He nods. Back into the crumbled suit he spills. He puts on his thin black coat. It takes him a few tries to get his tie around his neck, which he has never had any difficulty with until recently. His fingers fumble as he realizes what day it is. He stares at himself in the mirror for a whole minute. Red eyes gaze back at him, peering inward. There is an amalgamated fist of hatred and anger and sadness strangling his chest. It has a hold on his lungs, his heart, his throat, and his stomach. He feels winded, but at the same time like he can't empty his lungs of excessive air. Relenting, he leaves and locks the door behind him.

The parking lot is nearly empty and he locates the blue pickup quickly. When he climbs in he apologizes immediately.

-You're Gallagher then, she says.

-Yes. And you're Katherine?

-Kath, please.

-Sorry. Rebecca told me that you hated your full name.

-Hated? What's this past tense bullshit? I still do. Anyway, no need to stand here idly waiting for the parade to pass. Let's go.

The traffic isn't dense, but they hit red lights. Katherine's driving is erratic. She makes sudden turns and changes lanes without checking her mirrors. He had been told by Rebecca that seven accidents and three cars totaled has never deterred Katherine's confidence in her driving ability.

-Mom's pissed at you, by the way, she says.

-Because I called her last night to ask for a ride?

-What? No. For smoking in her car.

-Excuse me?

-She got in her car this morning and it reeked of smoke. Dean said you asked him to drive you to a gas station and you lit up as soon as you got back in the car. Didn't even bother to roll the window down or anything.

-What the? That son of a bitch. Sorry, he adds quickly – didn't mean that.

-Don't worry. I've called him worse on many an occasion. I suspected the moron was lying. You don't even smoke, do you?

-Never have.

-Thought so. Rebecca would never date a smoker.

-You know I haven't said her name since . . , he pauses.

-Since she died? Yeah, I get that. Sort of sits in your mouth like a hot coal when you say it, doesn't it? So you try to avoid it at all costs.

-I guess so. You don't seem too phased by it, though.

-Oh, I'm devastated. I drank for three days straight. Went looking for trouble. Found some. Got into a fight. Broke this hand while doing so. Bad behavior, you know, anything to feel something other than grief. Which didn't work by the way, none of it did. You've got to move through the misery of it all to get to a place where you can remember the love and the joy you had felt, right?

-I don't know. I think I'm still at the grieving stage.

-Uh, well, you'll get it eventually. For now, I dunno, lean into it, I suppose. It's what I didn't do and now I've got a hand as useless as a fork in soup.
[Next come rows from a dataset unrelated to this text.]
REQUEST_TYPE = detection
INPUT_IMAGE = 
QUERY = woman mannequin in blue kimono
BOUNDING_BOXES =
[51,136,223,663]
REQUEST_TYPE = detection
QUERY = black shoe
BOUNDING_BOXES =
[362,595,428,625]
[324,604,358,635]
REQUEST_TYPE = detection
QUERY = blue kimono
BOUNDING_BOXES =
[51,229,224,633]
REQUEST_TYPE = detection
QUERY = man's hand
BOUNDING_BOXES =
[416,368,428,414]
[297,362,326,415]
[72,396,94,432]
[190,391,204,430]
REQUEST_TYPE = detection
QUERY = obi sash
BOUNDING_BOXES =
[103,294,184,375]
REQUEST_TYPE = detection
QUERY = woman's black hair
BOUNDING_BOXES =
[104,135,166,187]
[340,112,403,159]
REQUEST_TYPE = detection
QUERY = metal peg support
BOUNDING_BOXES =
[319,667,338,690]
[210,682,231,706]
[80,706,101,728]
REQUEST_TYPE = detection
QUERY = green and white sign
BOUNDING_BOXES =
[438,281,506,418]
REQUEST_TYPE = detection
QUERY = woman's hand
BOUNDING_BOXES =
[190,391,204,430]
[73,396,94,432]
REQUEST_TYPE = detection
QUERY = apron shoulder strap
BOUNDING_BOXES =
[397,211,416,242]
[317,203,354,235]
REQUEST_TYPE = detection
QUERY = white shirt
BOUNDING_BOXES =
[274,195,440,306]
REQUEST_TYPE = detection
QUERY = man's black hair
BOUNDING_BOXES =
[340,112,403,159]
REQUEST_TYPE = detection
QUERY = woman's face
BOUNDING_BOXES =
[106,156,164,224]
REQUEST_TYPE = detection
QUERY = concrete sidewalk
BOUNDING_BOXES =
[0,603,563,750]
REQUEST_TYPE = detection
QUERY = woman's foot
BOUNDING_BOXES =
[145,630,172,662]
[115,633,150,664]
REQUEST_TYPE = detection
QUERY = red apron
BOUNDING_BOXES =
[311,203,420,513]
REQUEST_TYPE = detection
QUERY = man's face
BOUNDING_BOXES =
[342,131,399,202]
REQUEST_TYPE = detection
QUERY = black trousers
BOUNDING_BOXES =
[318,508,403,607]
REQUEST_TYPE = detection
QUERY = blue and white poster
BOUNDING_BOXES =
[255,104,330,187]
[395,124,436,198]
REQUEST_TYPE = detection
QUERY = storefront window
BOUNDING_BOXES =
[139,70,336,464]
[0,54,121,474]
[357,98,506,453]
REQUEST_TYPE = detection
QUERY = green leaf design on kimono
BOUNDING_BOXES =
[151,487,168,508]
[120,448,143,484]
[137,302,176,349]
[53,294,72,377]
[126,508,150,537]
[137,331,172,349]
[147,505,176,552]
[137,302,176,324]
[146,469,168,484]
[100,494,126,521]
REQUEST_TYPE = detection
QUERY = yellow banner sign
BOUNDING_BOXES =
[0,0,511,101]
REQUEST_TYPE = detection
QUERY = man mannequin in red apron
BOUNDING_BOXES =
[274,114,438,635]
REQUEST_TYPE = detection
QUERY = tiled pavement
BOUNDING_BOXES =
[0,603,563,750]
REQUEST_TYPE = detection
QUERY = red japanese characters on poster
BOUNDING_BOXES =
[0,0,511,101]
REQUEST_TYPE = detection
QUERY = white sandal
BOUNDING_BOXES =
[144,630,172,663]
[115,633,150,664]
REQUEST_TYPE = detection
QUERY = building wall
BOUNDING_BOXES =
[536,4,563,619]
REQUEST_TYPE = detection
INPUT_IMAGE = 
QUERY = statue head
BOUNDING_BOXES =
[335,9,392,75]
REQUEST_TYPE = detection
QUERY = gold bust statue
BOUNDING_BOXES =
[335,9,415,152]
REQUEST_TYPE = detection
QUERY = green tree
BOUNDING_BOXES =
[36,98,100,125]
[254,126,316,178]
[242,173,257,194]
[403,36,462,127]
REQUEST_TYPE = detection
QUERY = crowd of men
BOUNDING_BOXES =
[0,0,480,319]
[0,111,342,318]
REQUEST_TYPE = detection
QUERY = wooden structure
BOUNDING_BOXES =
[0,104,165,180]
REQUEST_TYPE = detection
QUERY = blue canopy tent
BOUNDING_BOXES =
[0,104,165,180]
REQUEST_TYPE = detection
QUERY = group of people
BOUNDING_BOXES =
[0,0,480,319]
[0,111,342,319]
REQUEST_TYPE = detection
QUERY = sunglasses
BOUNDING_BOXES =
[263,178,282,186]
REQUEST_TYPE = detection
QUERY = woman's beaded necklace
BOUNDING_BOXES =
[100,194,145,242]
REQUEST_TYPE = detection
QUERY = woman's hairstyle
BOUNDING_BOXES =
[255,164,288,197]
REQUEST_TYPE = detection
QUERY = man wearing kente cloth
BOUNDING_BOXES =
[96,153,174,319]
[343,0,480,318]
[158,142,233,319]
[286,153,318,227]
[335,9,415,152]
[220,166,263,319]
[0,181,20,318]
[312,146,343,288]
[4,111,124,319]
Gallagher smiles, the first time he has done so in a while. They stop in the parking lot of the graveyard. He looks out the windows to see where the people are gathering. Katherine sits still, waiting for something.

-Shall we go? he asks her.

She turns to him. -Do you think seeing her, here, makes it . . . real? Acknowledges that it happened?

He nods. He plays with the tip of his tie between his fingers. -I've been wearing this suit for a few days now. I don't know why, but, she always liked this damn thing. I never wore it that often before. She maybe only saw me in it twice, or three times? I hated it. I still do. I kind of feel guilty for not wearing it more. Isn't that wrong?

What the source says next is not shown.